Write a function boxR that takes arguments w and h and prints a \(w \times h\) rectangle of *s. Hints: use nested for loops, and use cat('*') to print * without moving to a newline, and cat('\n') to move to a newline.

Solution

boxR <- function(w, h) {
  for (i in 1:w) {
    for (j in 1:h) {
      cat('*')
    }
    cat('\n')
  }
}

boxR(3, 4)

## ****
## ****
## ****

Exercise 2

A programming rite of passage. Write a function triangleR that takes odd integer b and prints an isosceles triangle with base \(b\). Hint: draw pictures!

Solution

triangleR <- function(b) {
  space <- (b - 1) %/% 2
  for (i in space:0) {
    for (j in 1:b) {
      if (j <= i | j > b - i)
        cat(' ')
      else
        cat('*')
    }
    cat('\n')
  }
}

triangleR(11)

##      *     
##     ***    
##    *****   
##   *******  
##  ********* 
## ***********

Bonus: network analysis with tidygraph + ggraph

tidygraph is a package for constructing and analyzing graphs with a workflow similar to tidyr/dplyr, and ggraph is a package similar to ggplot for visualization.

library(tidygraph)

## 
## Attaching package: 'tidygraph'

## The following object is masked from 'package:stats':
## 
##     filter

library(ggraph)

In tidygraph, a graph is represented with two tibbles: one of nodes (vertices) and one of edges (links).
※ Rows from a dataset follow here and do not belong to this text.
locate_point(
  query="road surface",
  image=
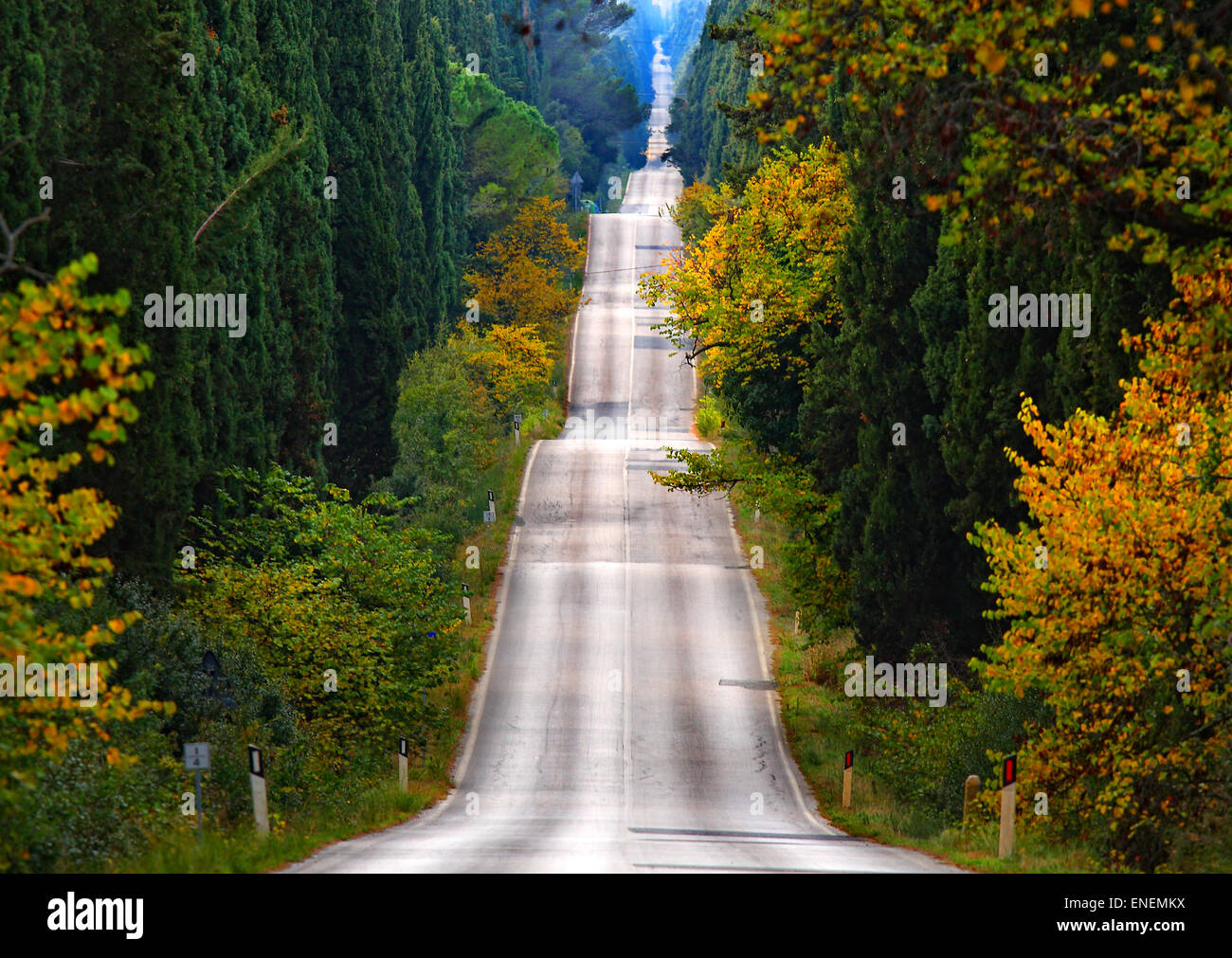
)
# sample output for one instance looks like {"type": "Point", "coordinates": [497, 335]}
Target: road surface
{"type": "Point", "coordinates": [602, 738]}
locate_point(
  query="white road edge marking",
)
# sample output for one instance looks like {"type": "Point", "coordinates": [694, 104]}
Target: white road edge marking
{"type": "Point", "coordinates": [577, 317]}
{"type": "Point", "coordinates": [480, 696]}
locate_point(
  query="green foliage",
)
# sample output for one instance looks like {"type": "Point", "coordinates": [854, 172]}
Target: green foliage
{"type": "Point", "coordinates": [707, 416]}
{"type": "Point", "coordinates": [446, 434]}
{"type": "Point", "coordinates": [306, 585]}
{"type": "Point", "coordinates": [509, 153]}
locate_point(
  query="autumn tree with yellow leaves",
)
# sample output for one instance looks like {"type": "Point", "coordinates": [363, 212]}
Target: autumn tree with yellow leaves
{"type": "Point", "coordinates": [65, 382]}
{"type": "Point", "coordinates": [1117, 599]}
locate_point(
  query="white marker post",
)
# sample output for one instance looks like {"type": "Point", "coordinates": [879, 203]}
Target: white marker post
{"type": "Point", "coordinates": [196, 759]}
{"type": "Point", "coordinates": [257, 778]}
{"type": "Point", "coordinates": [1009, 778]}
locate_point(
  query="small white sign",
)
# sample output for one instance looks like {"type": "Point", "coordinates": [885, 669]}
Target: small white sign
{"type": "Point", "coordinates": [196, 755]}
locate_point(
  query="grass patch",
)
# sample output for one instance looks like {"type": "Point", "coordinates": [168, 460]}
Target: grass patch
{"type": "Point", "coordinates": [822, 723]}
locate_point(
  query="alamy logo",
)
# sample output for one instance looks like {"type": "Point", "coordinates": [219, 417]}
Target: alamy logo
{"type": "Point", "coordinates": [208, 311]}
{"type": "Point", "coordinates": [605, 427]}
{"type": "Point", "coordinates": [97, 913]}
{"type": "Point", "coordinates": [54, 679]}
{"type": "Point", "coordinates": [1046, 311]}
{"type": "Point", "coordinates": [886, 679]}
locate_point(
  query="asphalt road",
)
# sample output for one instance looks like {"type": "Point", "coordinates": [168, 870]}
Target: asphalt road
{"type": "Point", "coordinates": [602, 738]}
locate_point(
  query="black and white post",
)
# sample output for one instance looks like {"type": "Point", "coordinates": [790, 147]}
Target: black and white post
{"type": "Point", "coordinates": [1009, 778]}
{"type": "Point", "coordinates": [257, 778]}
{"type": "Point", "coordinates": [196, 759]}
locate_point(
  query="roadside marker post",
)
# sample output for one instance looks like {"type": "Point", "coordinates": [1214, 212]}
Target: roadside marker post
{"type": "Point", "coordinates": [969, 789]}
{"type": "Point", "coordinates": [1009, 781]}
{"type": "Point", "coordinates": [257, 778]}
{"type": "Point", "coordinates": [196, 759]}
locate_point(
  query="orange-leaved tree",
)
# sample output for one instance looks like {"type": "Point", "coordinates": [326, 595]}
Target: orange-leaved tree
{"type": "Point", "coordinates": [63, 397]}
{"type": "Point", "coordinates": [1119, 596]}
{"type": "Point", "coordinates": [518, 280]}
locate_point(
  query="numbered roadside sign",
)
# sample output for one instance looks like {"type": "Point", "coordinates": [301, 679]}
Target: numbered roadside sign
{"type": "Point", "coordinates": [196, 755]}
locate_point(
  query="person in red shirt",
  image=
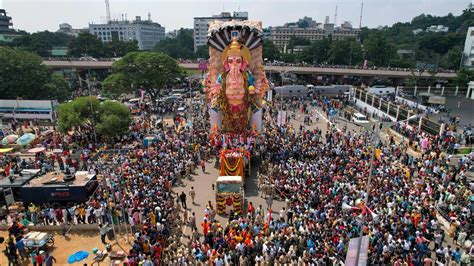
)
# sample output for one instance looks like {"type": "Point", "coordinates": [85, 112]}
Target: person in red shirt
{"type": "Point", "coordinates": [39, 258]}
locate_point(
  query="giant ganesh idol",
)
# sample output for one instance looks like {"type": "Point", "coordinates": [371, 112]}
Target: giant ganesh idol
{"type": "Point", "coordinates": [236, 83]}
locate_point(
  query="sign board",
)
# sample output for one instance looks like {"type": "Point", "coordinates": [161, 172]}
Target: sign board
{"type": "Point", "coordinates": [352, 251]}
{"type": "Point", "coordinates": [8, 193]}
{"type": "Point", "coordinates": [269, 95]}
{"type": "Point", "coordinates": [203, 66]}
{"type": "Point", "coordinates": [281, 118]}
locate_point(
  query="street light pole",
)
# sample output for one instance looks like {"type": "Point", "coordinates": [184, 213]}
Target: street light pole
{"type": "Point", "coordinates": [92, 108]}
{"type": "Point", "coordinates": [366, 199]}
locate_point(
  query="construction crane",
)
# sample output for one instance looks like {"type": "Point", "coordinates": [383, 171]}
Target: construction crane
{"type": "Point", "coordinates": [107, 9]}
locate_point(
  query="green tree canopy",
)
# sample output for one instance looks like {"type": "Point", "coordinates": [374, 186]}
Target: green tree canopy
{"type": "Point", "coordinates": [110, 118]}
{"type": "Point", "coordinates": [151, 71]}
{"type": "Point", "coordinates": [270, 51]}
{"type": "Point", "coordinates": [114, 119]}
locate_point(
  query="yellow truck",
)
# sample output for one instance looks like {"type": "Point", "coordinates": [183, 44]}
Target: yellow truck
{"type": "Point", "coordinates": [230, 194]}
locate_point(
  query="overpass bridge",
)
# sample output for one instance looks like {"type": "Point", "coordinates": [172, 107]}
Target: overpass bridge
{"type": "Point", "coordinates": [369, 73]}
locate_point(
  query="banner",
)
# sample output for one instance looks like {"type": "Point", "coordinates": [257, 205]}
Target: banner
{"type": "Point", "coordinates": [281, 118]}
{"type": "Point", "coordinates": [352, 251]}
{"type": "Point", "coordinates": [269, 95]}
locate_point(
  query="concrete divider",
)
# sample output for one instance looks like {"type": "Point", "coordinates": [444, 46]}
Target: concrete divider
{"type": "Point", "coordinates": [74, 228]}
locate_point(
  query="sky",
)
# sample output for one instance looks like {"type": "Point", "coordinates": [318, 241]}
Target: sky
{"type": "Point", "coordinates": [40, 15]}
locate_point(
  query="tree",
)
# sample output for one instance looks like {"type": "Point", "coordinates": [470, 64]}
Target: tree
{"type": "Point", "coordinates": [86, 44]}
{"type": "Point", "coordinates": [270, 51]}
{"type": "Point", "coordinates": [114, 119]}
{"type": "Point", "coordinates": [110, 118]}
{"type": "Point", "coordinates": [378, 49]}
{"type": "Point", "coordinates": [58, 87]}
{"type": "Point", "coordinates": [78, 113]}
{"type": "Point", "coordinates": [150, 71]}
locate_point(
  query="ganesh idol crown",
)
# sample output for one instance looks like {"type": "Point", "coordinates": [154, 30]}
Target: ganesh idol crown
{"type": "Point", "coordinates": [235, 85]}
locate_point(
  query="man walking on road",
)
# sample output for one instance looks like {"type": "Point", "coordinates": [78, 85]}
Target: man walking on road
{"type": "Point", "coordinates": [103, 232]}
{"type": "Point", "coordinates": [192, 193]}
{"type": "Point", "coordinates": [203, 166]}
{"type": "Point", "coordinates": [182, 197]}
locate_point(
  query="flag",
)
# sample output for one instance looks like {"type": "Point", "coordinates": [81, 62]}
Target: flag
{"type": "Point", "coordinates": [378, 154]}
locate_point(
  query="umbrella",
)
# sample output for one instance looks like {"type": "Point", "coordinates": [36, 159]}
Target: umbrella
{"type": "Point", "coordinates": [25, 139]}
{"type": "Point", "coordinates": [57, 151]}
{"type": "Point", "coordinates": [37, 150]}
{"type": "Point", "coordinates": [9, 139]}
{"type": "Point", "coordinates": [47, 132]}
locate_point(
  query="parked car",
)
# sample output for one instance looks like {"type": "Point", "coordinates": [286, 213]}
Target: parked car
{"type": "Point", "coordinates": [359, 118]}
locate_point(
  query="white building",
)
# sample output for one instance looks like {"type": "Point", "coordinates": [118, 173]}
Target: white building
{"type": "Point", "coordinates": [67, 29]}
{"type": "Point", "coordinates": [281, 35]}
{"type": "Point", "coordinates": [28, 109]}
{"type": "Point", "coordinates": [201, 25]}
{"type": "Point", "coordinates": [468, 53]}
{"type": "Point", "coordinates": [146, 32]}
{"type": "Point", "coordinates": [437, 28]}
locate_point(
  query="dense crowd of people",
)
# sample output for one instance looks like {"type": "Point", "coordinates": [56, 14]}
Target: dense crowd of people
{"type": "Point", "coordinates": [315, 173]}
{"type": "Point", "coordinates": [313, 170]}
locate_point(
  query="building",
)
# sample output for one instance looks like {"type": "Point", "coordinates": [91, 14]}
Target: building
{"type": "Point", "coordinates": [201, 25]}
{"type": "Point", "coordinates": [172, 34]}
{"type": "Point", "coordinates": [28, 109]}
{"type": "Point", "coordinates": [146, 32]}
{"type": "Point", "coordinates": [437, 28]}
{"type": "Point", "coordinates": [468, 53]}
{"type": "Point", "coordinates": [6, 25]}
{"type": "Point", "coordinates": [405, 53]}
{"type": "Point", "coordinates": [7, 33]}
{"type": "Point", "coordinates": [281, 35]}
{"type": "Point", "coordinates": [67, 28]}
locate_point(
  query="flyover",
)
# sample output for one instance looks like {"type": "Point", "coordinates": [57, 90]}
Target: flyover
{"type": "Point", "coordinates": [381, 73]}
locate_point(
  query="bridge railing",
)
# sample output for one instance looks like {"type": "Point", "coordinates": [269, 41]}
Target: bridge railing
{"type": "Point", "coordinates": [398, 111]}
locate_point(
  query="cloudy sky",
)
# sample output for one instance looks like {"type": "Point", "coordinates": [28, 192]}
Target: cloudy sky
{"type": "Point", "coordinates": [38, 15]}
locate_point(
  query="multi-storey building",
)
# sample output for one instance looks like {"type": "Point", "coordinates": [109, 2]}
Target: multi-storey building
{"type": "Point", "coordinates": [7, 33]}
{"type": "Point", "coordinates": [5, 22]}
{"type": "Point", "coordinates": [146, 32]}
{"type": "Point", "coordinates": [468, 53]}
{"type": "Point", "coordinates": [201, 25]}
{"type": "Point", "coordinates": [281, 35]}
{"type": "Point", "coordinates": [437, 28]}
{"type": "Point", "coordinates": [67, 29]}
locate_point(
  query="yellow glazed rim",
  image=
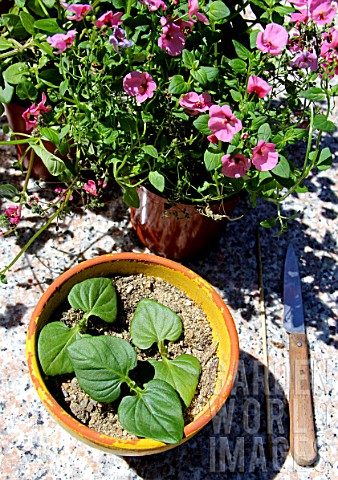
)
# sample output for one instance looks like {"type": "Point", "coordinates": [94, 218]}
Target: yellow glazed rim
{"type": "Point", "coordinates": [219, 317]}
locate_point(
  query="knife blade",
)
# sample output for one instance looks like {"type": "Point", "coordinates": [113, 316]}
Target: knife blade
{"type": "Point", "coordinates": [302, 432]}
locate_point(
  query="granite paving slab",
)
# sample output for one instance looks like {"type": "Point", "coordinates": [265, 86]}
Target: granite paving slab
{"type": "Point", "coordinates": [233, 445]}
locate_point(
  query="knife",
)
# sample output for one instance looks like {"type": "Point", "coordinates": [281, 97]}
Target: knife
{"type": "Point", "coordinates": [302, 433]}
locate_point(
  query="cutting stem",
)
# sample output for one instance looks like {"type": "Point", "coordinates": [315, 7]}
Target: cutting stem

These tibbles are bundled together as one object called a tbl_graph.

(graph <- create_ring(10))

## # A tbl_graph: 10 nodes and 10 edges
## #
## # An undirected simple graph with 1 component
## #
## # Node Data: 10 x 0 (active)
## # ... with 4 more rows
## #
## # Edge Data: 10 x 2
##    from    to
##   <int> <int>
## 1     1     2
## 2     2     3
## 3     3     4
## # ... with 7 more rows

In ggraph, a graph is plotted in “layers” just like ggplot. There are specific geoms for nodes and edges:

gg_net <- ggraph(graph) +
  geom_node_point(color = 'blue', size = 5)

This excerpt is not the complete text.